The Davis Center for Russian and Eurasian Studies is located in the Center for Government and International Studies, South Building.
The Davis Center for Russian and Eurasian Studies is located in the Center for Government and International Studies, South Building. By Julian J. Giordano

Tufts University professor and author Gregory Carleton discussed how Russian historical myths contribute to Russian exceptionalism and the rationale for its invasion of Ukraine at a seminar Tuesday evening.

Harvard’s Davis Center for Russian and Eurasian Studies hosted the talk, which was moderated by Edythe Haber, professor emerita at the University of Massachusetts Boston.

Carleton, a member of Tufts’ Department of International Literary and Cultural Studies, said Russia’s past military legacy formed its “sense of exceptionalism,” which represents a key part of the nation’s cultural identity today.
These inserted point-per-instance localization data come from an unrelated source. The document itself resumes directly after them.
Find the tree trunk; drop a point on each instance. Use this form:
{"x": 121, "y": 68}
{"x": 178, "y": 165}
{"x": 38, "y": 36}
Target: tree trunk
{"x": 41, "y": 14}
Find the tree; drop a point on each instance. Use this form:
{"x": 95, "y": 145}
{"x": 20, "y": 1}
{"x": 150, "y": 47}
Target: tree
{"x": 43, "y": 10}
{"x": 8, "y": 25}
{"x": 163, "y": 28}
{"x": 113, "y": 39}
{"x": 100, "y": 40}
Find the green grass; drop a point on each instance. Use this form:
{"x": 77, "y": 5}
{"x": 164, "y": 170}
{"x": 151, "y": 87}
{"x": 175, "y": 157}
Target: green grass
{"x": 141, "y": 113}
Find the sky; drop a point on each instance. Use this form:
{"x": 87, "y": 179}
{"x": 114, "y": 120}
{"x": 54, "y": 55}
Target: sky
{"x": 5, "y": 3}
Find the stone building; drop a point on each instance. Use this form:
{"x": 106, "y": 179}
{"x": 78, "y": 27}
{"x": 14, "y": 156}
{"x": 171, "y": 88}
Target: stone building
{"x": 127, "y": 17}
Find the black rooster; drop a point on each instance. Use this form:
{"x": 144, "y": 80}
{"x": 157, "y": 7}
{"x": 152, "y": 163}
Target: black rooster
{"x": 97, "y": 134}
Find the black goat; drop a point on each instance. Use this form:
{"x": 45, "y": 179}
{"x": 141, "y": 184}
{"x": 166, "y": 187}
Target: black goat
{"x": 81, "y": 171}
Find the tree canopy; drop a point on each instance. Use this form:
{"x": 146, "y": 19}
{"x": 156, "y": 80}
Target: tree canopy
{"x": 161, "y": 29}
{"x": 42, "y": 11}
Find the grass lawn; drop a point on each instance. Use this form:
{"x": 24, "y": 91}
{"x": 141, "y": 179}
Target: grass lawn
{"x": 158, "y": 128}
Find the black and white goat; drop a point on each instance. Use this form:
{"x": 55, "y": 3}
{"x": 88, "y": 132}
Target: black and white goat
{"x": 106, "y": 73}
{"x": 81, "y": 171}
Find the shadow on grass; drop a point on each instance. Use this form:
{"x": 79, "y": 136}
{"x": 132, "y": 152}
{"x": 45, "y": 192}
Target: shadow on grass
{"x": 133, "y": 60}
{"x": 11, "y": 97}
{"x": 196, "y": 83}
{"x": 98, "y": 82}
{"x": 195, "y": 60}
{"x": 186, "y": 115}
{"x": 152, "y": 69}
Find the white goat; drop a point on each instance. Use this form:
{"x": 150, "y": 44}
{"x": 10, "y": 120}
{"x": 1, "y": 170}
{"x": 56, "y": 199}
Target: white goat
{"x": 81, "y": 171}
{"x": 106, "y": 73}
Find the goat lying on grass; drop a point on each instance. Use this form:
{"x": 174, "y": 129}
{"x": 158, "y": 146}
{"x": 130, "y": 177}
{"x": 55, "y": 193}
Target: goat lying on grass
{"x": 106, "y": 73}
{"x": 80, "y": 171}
According to Carleton, the nation’s exceptionalism is grounded in Russian war myth, which celebrates “defense” in conflict and “the legacy of invasion.”

He added this portrayal of history “always puts Russia on the side of the good” and allows the nation to frame its actions as “always responding to foreign aggression, not committing it.”

Even the Russian language, per Carleton, reflects the nation’s defense of its perceived land claims. He explained the Russian affix “Род” — meaning “birth” and “kinship” — appears in the Russian words “Родина,” or “the land that gave birth,” and “народ,” or “people.”

According to Carleton, this etymology illustrates the “organic connection between land and people,” indicating a “longstanding legacy that the defense of the land is a sacred act.”

Russian myth describes the recurring pattern of Russia overcoming invasions, according to Carleton.

“Russian exceptionalist history is very much cyclical,” he added, whereas “Americans tend to think of their history as linear.”

Through Russia’s yearly celebration of defeating the Nazis in World War II on May 9, Russians continue to “share a sacred kinship,” according to Carleton.

On that day, Carleton said, Russians from all generations show “pride in themselves,” exemplified through “the spirit of those marching” and “holding the photographs of those who served.”

“Russian identity can be forged from the ultimate triumph in war,” he added.

This sacred kinship, per Carleton, “transcends politics and class” and “unites them” as “one family, symbolically born from the war and from the blood of their greatest generation.”

This source of Russian pride and unity, Carleton said, is entrenched not only in a fight against invaders but also in a belief that Russia is always on the side of the “just.”

In the eyes of the Russians throughout history, he said “it’s not just Western aggression, but it’s rather a Western overall colonial genocidal drive against the world.”

Carleton said during the event that Russian President Vladimir Putin wants the Russian people to believe that Nazism did not disappear, but transformed into imperialism exhibited by the United States and the North Atlantic Treaty Organization.

“And now, according to President Putin’s speech on the day of invasion in February, the same Nazi threat has taken seed in Ukraine,” he said.

“He has come to believe in his own history and his own propaganda,” Carleton added.